At the back sat the staff entry door, a full 5 feet tall, and many a time did we bash our heads going in and out if we didn't duck far enough. Hey, many a hut in merry olde England had such low doorways. Folks must have been shorter a few centuries ago. For several years we didn't even have a door, only a curtain. On windy days we'd have to thumbtack it in place.

Here's a view of the roofed-over play area. The walkways were so tight we kept worrying that people would back up their seats and tumble backward down the steps. The uneven terrain on which the booth sat did not even allow for a wheelchair ramp.

In one of those early years, as booths sat untended to weather the winter as best they could, a record snow caved in the entire roof.
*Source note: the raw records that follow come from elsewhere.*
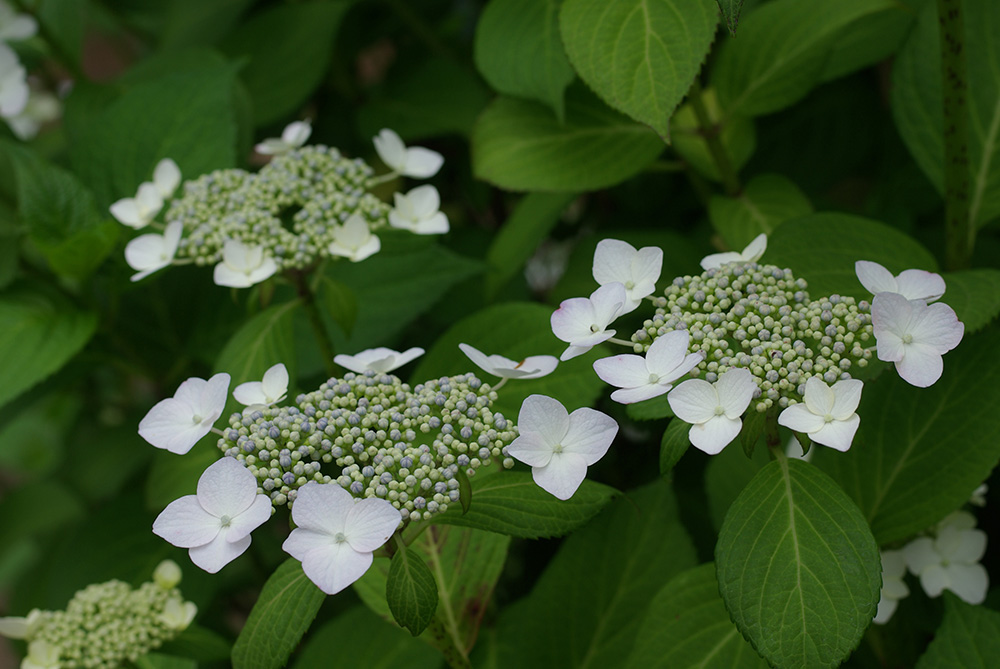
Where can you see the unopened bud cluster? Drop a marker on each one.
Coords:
(761, 318)
(290, 207)
(106, 624)
(376, 437)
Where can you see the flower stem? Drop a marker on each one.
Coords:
(960, 231)
(710, 131)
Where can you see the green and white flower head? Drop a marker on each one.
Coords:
(419, 212)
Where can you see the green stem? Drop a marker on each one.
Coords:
(710, 131)
(960, 231)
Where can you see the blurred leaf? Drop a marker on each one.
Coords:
(767, 201)
(918, 108)
(288, 48)
(520, 145)
(283, 613)
(519, 51)
(39, 333)
(813, 610)
(781, 52)
(639, 56)
(512, 503)
(688, 626)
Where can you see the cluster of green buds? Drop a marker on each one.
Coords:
(761, 318)
(377, 437)
(106, 624)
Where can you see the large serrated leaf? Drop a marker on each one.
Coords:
(512, 503)
(520, 145)
(283, 612)
(639, 56)
(798, 567)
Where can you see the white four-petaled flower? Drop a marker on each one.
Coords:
(354, 240)
(335, 534)
(827, 414)
(215, 524)
(152, 252)
(177, 423)
(583, 322)
(380, 360)
(257, 394)
(560, 446)
(643, 378)
(419, 212)
(913, 284)
(638, 271)
(293, 136)
(914, 336)
(532, 367)
(752, 253)
(713, 409)
(242, 265)
(415, 161)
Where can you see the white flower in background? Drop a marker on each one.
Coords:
(293, 136)
(13, 83)
(826, 414)
(416, 161)
(913, 284)
(215, 524)
(559, 446)
(177, 423)
(243, 266)
(418, 212)
(950, 561)
(380, 360)
(139, 211)
(335, 534)
(914, 336)
(583, 322)
(152, 252)
(638, 271)
(751, 253)
(532, 367)
(643, 378)
(893, 587)
(713, 409)
(259, 394)
(354, 240)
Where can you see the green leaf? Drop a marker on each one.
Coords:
(519, 52)
(782, 51)
(598, 587)
(283, 612)
(511, 503)
(411, 591)
(520, 145)
(529, 224)
(61, 215)
(969, 636)
(766, 202)
(288, 48)
(798, 567)
(673, 445)
(822, 249)
(515, 330)
(39, 333)
(738, 136)
(918, 108)
(639, 56)
(374, 644)
(974, 295)
(263, 341)
(687, 625)
(920, 452)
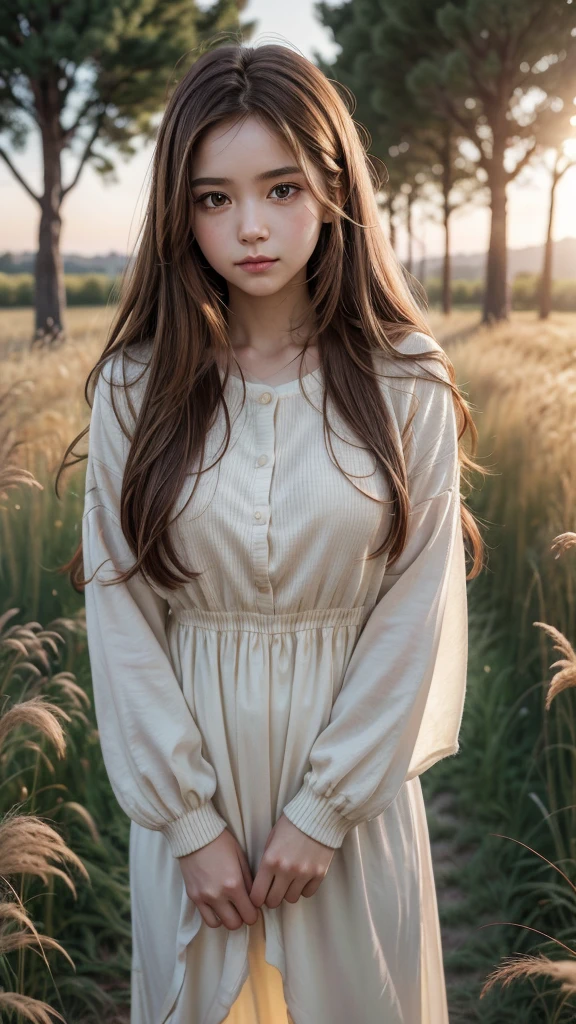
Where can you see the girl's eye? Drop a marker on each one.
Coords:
(218, 206)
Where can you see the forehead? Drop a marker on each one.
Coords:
(241, 147)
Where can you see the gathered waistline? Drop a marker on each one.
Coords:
(261, 622)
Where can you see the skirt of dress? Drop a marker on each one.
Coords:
(366, 946)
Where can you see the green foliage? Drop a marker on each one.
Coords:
(110, 65)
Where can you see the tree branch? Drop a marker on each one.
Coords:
(18, 176)
(87, 153)
(510, 175)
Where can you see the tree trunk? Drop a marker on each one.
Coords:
(546, 281)
(496, 292)
(49, 292)
(409, 231)
(446, 189)
(446, 269)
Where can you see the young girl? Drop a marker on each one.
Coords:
(278, 629)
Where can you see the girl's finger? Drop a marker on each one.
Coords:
(208, 915)
(294, 891)
(245, 867)
(261, 885)
(312, 886)
(278, 889)
(228, 913)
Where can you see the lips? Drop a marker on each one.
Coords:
(257, 259)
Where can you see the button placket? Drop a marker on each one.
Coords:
(264, 402)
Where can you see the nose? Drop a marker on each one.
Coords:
(252, 225)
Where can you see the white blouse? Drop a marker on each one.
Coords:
(278, 530)
(293, 676)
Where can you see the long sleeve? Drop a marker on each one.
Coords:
(151, 744)
(401, 700)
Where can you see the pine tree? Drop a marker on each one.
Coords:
(499, 72)
(82, 74)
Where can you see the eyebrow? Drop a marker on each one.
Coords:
(276, 173)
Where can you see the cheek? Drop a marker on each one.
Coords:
(209, 235)
(301, 229)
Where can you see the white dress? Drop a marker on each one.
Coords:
(292, 676)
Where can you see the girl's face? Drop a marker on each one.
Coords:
(259, 205)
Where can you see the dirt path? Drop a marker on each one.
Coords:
(450, 854)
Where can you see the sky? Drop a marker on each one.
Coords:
(98, 218)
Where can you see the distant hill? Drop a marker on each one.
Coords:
(464, 266)
(112, 263)
(527, 260)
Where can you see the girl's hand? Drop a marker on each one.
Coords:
(217, 879)
(293, 864)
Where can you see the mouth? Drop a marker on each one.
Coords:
(256, 264)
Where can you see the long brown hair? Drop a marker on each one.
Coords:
(176, 304)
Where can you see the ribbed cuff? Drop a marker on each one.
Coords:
(194, 829)
(316, 816)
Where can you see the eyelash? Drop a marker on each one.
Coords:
(278, 199)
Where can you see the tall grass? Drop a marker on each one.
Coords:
(45, 671)
(515, 773)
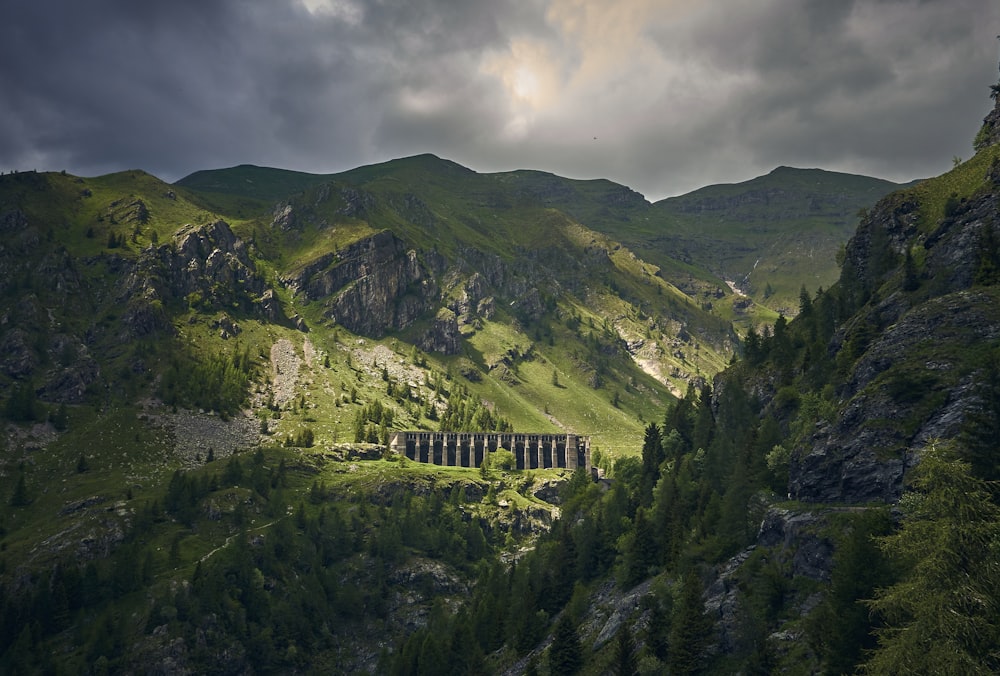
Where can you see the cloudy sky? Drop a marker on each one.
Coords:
(662, 95)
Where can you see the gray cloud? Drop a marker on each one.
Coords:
(679, 93)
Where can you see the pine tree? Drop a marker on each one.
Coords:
(981, 429)
(943, 616)
(565, 654)
(20, 497)
(690, 629)
(624, 664)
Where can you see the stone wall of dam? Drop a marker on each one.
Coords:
(467, 449)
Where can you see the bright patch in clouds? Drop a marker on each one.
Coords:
(678, 93)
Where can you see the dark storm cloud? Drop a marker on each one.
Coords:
(678, 93)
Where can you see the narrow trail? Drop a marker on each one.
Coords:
(233, 537)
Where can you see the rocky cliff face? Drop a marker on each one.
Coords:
(205, 266)
(371, 286)
(907, 386)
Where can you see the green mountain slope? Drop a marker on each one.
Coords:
(774, 234)
(198, 381)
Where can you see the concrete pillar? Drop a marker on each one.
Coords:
(479, 449)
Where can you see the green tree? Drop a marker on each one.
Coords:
(690, 629)
(20, 496)
(981, 428)
(943, 616)
(565, 654)
(624, 664)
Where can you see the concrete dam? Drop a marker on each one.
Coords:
(467, 449)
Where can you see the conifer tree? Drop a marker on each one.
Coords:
(565, 654)
(624, 664)
(690, 629)
(943, 616)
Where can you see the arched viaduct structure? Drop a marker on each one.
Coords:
(467, 449)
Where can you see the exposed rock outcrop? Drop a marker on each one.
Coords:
(371, 286)
(206, 266)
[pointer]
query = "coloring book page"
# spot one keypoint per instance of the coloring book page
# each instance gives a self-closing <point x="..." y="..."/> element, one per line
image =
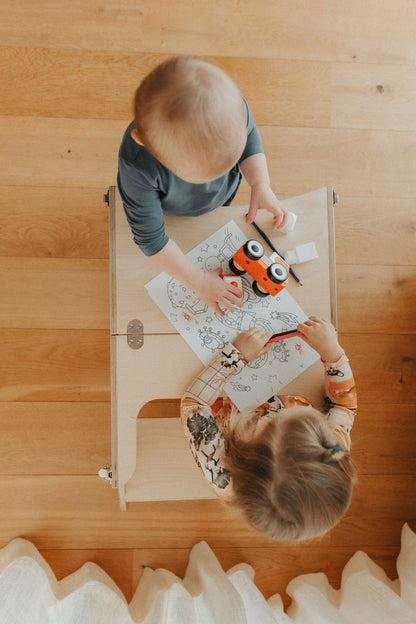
<point x="206" y="332"/>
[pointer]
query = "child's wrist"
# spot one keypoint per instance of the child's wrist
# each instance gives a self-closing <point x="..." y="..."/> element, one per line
<point x="332" y="355"/>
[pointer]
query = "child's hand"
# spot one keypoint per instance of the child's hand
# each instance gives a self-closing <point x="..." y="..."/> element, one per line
<point x="215" y="292"/>
<point x="262" y="197"/>
<point x="253" y="343"/>
<point x="320" y="334"/>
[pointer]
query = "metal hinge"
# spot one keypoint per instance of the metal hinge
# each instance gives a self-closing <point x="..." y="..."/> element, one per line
<point x="106" y="473"/>
<point x="135" y="337"/>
Dick Jones and a crew of helpers managed to raise the Phoenix from the ashes. In three days they rebuilt it so the booth could open on time, and they installed a massive crossbeam that held the whole thing together ever after. If it weren't for that last minute, it has been said, nothing would get done.

As the Festival upgraded over the years to become more authentic, more theme-park-like, and as the attendance skyrocketed, our pitiful little shed became both too small and too, uh, unsightly. It became a case of tear it down and build it right or, uh, move out. We chose to build.

We begged and pleaded for more ground area to expand into, promising to build the most wonderful edifice. We came up with a grand design, complete with turret, and both management and the county building inspector approved the plans. We were able to expand backward into the backlot a bit, as well, so by building above a utility shed we wrested a loft out of thin air.

Our first contractor was not able to complete the job, nor even to start it, and we had just two weeks to create something from virtually nothing. A stalwart and masterful builder, Mr. Bob Alexander, ventured to get it done, and he did. At least a shell with floor, walls and roof allowed us to open. The exterior walls were stuccoed in time to look presentable, then we finished the detailing week by week. Here's a historic moment:

Photograph by Kimberly Kiddoo (1998)

Opening day, 1998 — Ready to greet visitors in the new pavilion are some of the Kadon staff, in hats, left to right—Cristopher Kiddoo (then age 9), artist Chris Palmer, gamemaster "Sir" Richard Grainger, game designer "Sir" Arthur Blumberg. Peeking out from behind them is the proprietress, Kate Jones ("Mistress Katrina").

By the next year we had built-in counters, the interior walls were stuccoed, and arched doors graced the facade. Our pavilion won the Festival award for "most improved booth" that year. By the end of that season, our palace was complete. The old booth is barely a memory now.